Espetáculo de Som e Luz, com projeções no Museu do Ipiranga, durante as comemorações do Sesquicentenário da Independência. Autor: Ruy Costa, 1972. Acervo do Arquivo Público do Estado de São Paulo – Memória Pública.

O reconhecimento do conjunto do Ipiranga pelos órgãos de preservação ocorre em 1975, com o tombamento do Parque da Independência em nível estadual pelo CONDEPHAAT – Conselho de Defesa do Patrimônio Histórico, Arqueológico, Artístico e Turístico do Estado de São Paulo (Processo nº 08486/69). Em 1991 é tombado ex-officio pelo Conselho Municipal de Preservação do Patrimônio Histórico, Cultural e Ambiental da Cidade de São Paulo (Resolução nº 05/91) e enfim inscrito nos Livros dos Tombos de Belas Artes, Histórico, e Arqueológico, Etnográfico e Paisagístico pelo IPHAN - Instituto do Patrimônio Histórico e Artístico Nacional, em 1998 (Processo nº 1348-T95).

Principais referências:

BARRO, Máximo & BACELLI, Roney. Ipiranga. Série: História dos Bairros de São Paulo. São Paulo: Divisão do Arquivo Histórico / Departamento do Patrimônio Histórico / Secretaria Municipal de Cultura, 1979.
BRUNO. Ernani da Silva. Histórias e Tradições da cidade de São Paulo (4 vols.). São Paulo: Hucitec, 1984.
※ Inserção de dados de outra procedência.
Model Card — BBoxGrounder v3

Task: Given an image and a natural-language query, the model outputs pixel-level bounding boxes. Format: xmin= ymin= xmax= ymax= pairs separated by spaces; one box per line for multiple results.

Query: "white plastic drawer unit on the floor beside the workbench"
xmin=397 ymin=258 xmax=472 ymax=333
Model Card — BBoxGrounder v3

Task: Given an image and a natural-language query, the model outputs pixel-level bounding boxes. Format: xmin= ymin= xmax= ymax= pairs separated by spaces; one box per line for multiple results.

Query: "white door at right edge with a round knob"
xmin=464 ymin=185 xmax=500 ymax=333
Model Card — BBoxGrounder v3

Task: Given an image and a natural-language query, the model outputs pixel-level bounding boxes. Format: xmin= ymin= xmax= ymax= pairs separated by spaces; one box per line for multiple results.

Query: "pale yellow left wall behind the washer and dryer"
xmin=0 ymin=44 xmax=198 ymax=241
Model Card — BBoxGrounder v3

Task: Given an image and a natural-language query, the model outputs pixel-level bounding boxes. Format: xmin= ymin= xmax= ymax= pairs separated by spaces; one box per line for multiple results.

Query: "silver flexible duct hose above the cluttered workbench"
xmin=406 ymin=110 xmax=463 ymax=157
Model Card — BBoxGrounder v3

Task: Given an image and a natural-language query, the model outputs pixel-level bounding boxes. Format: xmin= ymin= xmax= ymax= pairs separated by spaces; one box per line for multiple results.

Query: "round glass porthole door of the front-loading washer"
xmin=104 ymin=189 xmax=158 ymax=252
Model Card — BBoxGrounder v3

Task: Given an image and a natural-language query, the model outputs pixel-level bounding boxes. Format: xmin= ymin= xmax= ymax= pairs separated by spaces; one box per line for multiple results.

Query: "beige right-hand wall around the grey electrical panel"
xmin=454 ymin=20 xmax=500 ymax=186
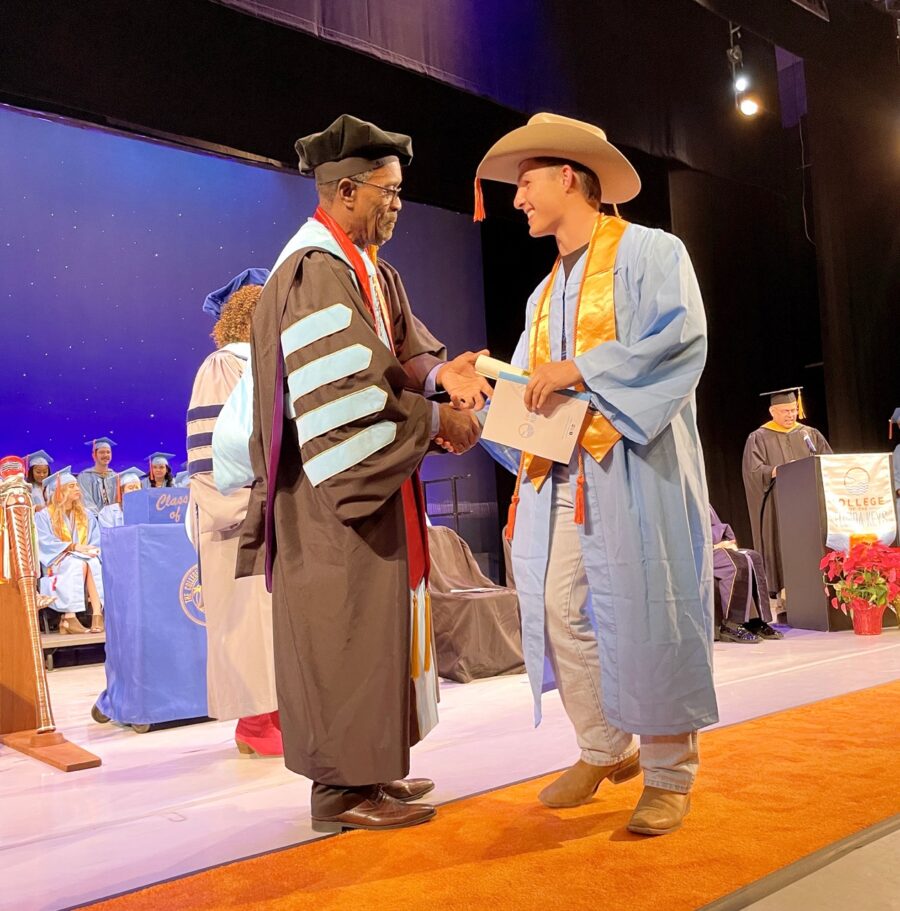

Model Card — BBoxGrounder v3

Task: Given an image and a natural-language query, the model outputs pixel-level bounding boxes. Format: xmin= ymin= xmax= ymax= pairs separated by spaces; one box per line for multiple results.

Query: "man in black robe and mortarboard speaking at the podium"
xmin=743 ymin=386 xmax=831 ymax=598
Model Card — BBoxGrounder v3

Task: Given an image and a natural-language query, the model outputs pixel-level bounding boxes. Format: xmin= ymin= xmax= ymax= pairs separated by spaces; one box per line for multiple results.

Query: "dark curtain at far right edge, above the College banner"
xmin=806 ymin=64 xmax=900 ymax=452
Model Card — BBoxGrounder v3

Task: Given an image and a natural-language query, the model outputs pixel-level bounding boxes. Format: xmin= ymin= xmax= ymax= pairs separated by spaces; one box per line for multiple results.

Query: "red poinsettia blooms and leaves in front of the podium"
xmin=819 ymin=541 xmax=900 ymax=617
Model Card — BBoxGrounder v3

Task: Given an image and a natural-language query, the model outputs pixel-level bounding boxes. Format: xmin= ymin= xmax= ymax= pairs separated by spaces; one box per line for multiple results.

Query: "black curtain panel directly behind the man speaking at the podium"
xmin=669 ymin=170 xmax=827 ymax=546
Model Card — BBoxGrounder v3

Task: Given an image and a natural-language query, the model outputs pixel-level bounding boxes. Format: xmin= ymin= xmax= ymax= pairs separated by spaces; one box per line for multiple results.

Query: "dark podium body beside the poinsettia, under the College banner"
xmin=774 ymin=455 xmax=897 ymax=632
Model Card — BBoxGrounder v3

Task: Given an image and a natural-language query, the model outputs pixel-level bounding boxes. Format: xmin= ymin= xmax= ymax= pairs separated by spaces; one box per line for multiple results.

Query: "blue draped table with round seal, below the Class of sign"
xmin=97 ymin=524 xmax=208 ymax=724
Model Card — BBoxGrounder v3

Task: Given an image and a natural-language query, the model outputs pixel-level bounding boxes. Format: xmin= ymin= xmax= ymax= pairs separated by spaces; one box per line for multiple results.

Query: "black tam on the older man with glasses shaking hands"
xmin=294 ymin=114 xmax=412 ymax=183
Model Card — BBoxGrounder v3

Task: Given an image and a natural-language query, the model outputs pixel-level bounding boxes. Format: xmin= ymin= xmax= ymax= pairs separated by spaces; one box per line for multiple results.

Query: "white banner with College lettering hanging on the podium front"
xmin=819 ymin=453 xmax=897 ymax=551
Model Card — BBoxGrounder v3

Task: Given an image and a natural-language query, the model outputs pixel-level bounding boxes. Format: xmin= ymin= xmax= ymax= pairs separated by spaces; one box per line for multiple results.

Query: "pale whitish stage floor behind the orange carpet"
xmin=0 ymin=630 xmax=900 ymax=911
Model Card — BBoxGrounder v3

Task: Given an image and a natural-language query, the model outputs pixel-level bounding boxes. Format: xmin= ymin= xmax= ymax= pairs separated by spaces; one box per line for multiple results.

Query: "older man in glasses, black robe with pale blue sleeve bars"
xmin=232 ymin=115 xmax=490 ymax=832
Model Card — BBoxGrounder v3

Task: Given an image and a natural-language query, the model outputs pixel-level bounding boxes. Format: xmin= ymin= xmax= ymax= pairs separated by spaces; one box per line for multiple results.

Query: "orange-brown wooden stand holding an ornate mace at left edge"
xmin=0 ymin=475 xmax=100 ymax=772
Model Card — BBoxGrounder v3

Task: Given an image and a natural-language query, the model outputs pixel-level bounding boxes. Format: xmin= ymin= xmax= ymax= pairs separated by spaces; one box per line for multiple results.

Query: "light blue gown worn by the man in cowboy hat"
xmin=485 ymin=225 xmax=718 ymax=734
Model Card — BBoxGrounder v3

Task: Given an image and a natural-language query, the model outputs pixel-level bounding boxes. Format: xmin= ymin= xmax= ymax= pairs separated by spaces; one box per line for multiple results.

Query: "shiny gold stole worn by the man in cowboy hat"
xmin=506 ymin=214 xmax=628 ymax=540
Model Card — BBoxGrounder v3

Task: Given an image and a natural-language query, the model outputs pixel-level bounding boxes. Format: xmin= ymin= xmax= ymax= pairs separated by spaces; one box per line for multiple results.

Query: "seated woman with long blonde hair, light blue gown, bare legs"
xmin=34 ymin=466 xmax=103 ymax=634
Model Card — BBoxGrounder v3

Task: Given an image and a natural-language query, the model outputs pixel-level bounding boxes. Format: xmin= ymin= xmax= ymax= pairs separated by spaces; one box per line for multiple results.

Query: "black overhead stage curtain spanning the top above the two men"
xmin=0 ymin=0 xmax=779 ymax=200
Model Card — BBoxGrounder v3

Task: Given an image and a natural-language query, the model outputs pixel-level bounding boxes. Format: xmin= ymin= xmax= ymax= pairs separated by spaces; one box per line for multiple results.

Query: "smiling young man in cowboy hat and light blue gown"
xmin=476 ymin=114 xmax=718 ymax=835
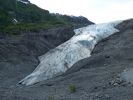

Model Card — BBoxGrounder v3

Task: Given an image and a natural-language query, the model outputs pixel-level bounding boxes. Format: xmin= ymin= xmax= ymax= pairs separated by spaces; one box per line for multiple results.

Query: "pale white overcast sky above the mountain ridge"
xmin=29 ymin=0 xmax=133 ymax=23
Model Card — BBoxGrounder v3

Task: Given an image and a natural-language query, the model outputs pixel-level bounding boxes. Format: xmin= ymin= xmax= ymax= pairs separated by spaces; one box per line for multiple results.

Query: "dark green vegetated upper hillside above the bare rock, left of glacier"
xmin=0 ymin=0 xmax=88 ymax=35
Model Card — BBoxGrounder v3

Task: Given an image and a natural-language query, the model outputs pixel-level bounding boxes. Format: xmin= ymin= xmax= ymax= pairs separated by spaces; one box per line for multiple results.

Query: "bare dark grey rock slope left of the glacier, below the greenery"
xmin=0 ymin=23 xmax=91 ymax=100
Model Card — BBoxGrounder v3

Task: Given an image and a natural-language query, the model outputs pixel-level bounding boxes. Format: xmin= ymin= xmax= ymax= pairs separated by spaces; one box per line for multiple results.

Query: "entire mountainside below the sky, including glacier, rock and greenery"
xmin=0 ymin=0 xmax=133 ymax=100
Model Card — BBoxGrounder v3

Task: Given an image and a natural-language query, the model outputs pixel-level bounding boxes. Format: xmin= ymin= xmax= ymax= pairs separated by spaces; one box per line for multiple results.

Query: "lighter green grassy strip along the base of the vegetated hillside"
xmin=0 ymin=21 xmax=70 ymax=35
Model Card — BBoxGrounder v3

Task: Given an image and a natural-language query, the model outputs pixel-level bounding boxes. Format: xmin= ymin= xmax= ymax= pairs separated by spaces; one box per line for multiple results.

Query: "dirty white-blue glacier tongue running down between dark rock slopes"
xmin=19 ymin=21 xmax=122 ymax=86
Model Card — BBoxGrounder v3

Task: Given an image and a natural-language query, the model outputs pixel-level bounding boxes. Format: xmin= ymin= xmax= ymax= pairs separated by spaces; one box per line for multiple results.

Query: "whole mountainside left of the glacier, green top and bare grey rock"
xmin=0 ymin=0 xmax=93 ymax=100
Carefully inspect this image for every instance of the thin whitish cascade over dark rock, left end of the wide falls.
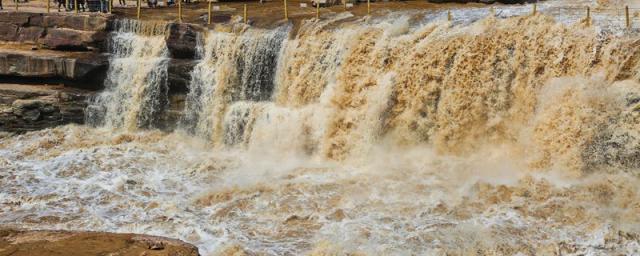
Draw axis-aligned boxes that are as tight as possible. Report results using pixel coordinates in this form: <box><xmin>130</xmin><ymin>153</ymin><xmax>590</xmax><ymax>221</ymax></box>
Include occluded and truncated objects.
<box><xmin>182</xmin><ymin>27</ymin><xmax>289</xmax><ymax>143</ymax></box>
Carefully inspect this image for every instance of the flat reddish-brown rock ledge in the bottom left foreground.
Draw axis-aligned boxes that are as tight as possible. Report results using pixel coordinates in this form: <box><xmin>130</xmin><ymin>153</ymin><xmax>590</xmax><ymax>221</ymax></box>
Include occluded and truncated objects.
<box><xmin>0</xmin><ymin>229</ymin><xmax>199</xmax><ymax>256</ymax></box>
CONDEPHAAT. Conselho de Defesa do Patrimônio Histórico, Arqueológico, Artístico e Turístico. Processo de Tombamento n. 08486/69, Parque da Independência – Ipiranga. São Paulo, Resolução de 02/04/1975.
OLIVEIRA, Cecília Helena de Salles. O Espetáculo do Ipiranga: medições entre história e memória. Tese de livre-docência, Museu Paulista – USP, São Paulo, 2000.
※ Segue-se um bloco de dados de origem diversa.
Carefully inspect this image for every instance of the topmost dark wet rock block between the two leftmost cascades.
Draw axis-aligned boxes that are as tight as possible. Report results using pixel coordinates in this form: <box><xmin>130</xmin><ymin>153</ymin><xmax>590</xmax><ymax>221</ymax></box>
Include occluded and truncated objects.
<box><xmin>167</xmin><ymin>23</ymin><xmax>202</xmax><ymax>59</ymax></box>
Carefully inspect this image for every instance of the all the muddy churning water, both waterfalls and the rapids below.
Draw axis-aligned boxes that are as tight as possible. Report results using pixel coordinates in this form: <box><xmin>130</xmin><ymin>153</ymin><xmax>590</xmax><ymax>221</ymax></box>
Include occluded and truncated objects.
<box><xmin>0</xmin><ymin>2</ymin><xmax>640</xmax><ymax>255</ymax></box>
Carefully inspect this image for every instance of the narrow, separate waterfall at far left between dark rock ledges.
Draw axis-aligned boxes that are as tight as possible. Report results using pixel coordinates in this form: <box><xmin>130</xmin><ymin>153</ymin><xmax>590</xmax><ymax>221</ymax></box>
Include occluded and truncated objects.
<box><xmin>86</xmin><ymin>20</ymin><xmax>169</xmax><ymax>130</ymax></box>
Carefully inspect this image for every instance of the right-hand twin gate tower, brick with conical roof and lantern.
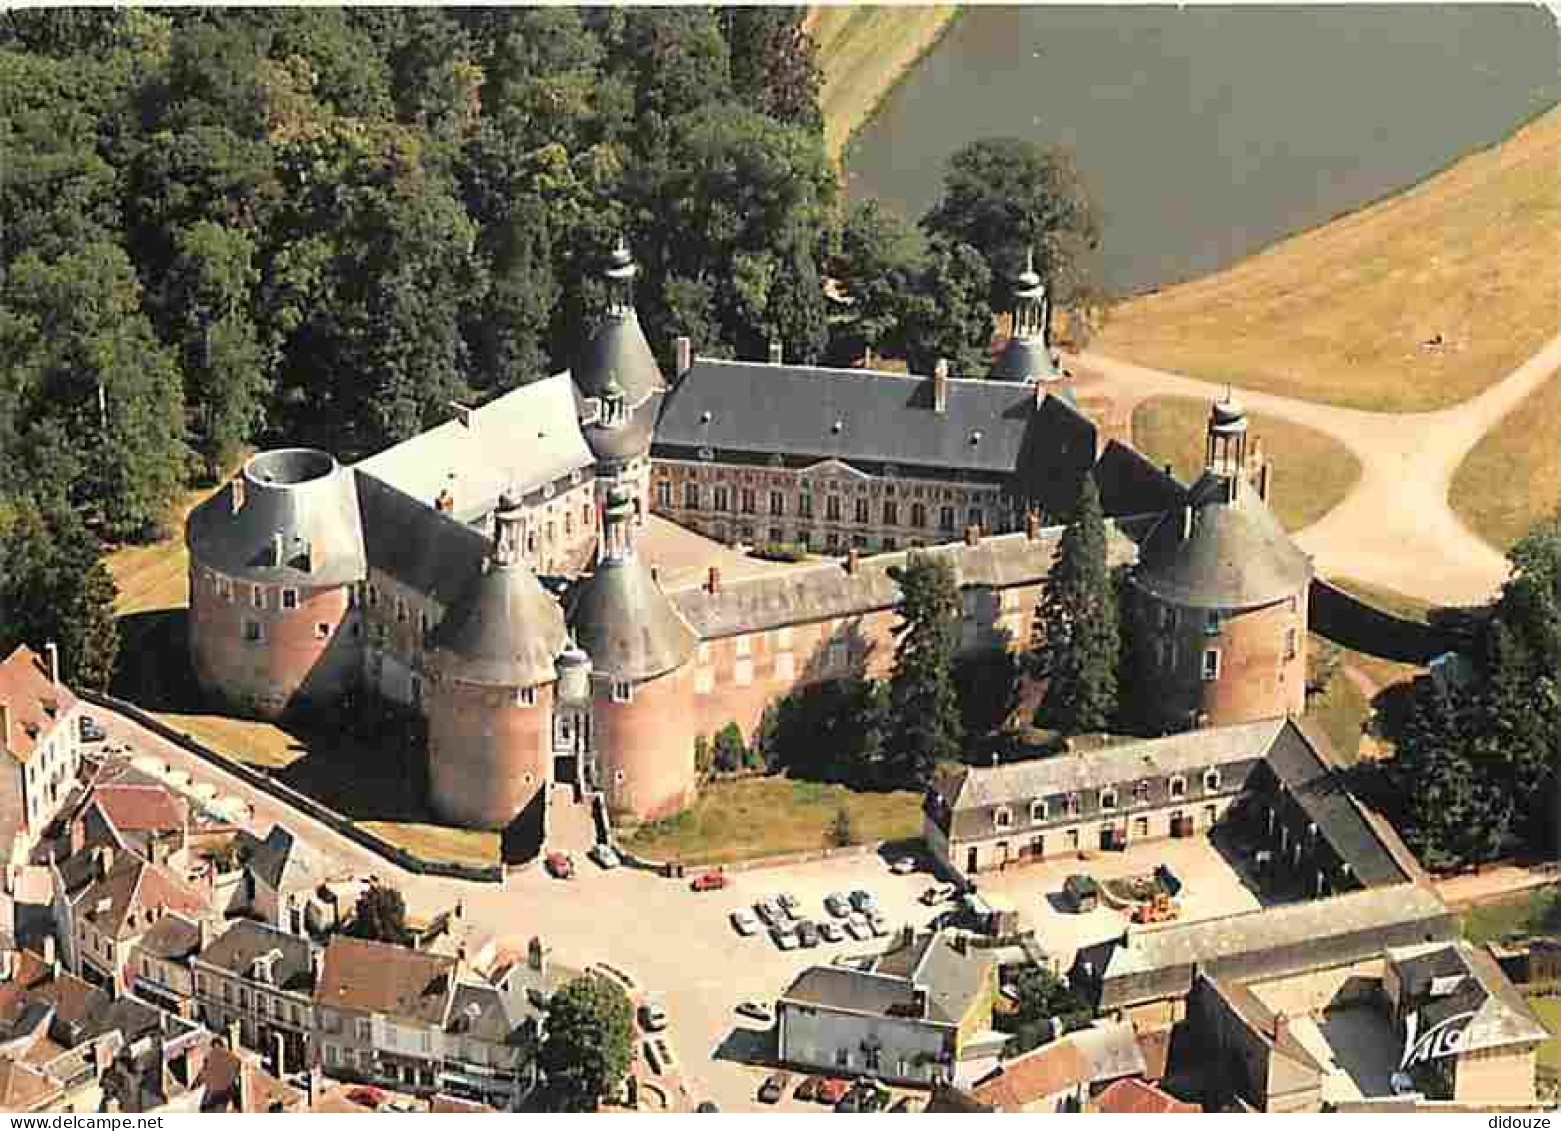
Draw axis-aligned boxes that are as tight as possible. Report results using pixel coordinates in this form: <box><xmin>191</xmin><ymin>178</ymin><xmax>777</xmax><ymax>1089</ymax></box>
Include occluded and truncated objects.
<box><xmin>570</xmin><ymin>485</ymin><xmax>699</xmax><ymax>819</ymax></box>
PORTA, Paula (org.). História da Cidade de São Paulo: a cidade no Império 1823-1889, v. 2, São Paulo: Paz e Terra, 2004.
SALMONI, Anita; DEBENEDETTI, Emma. Arquitetura Italiana em São Paulo. São Paulo: Editora Perspectiva, 1981.
TOLEDO, Benedito Lima de. São Paulo: três cidades em um século. São Paulo: Cosac Naify, 2004.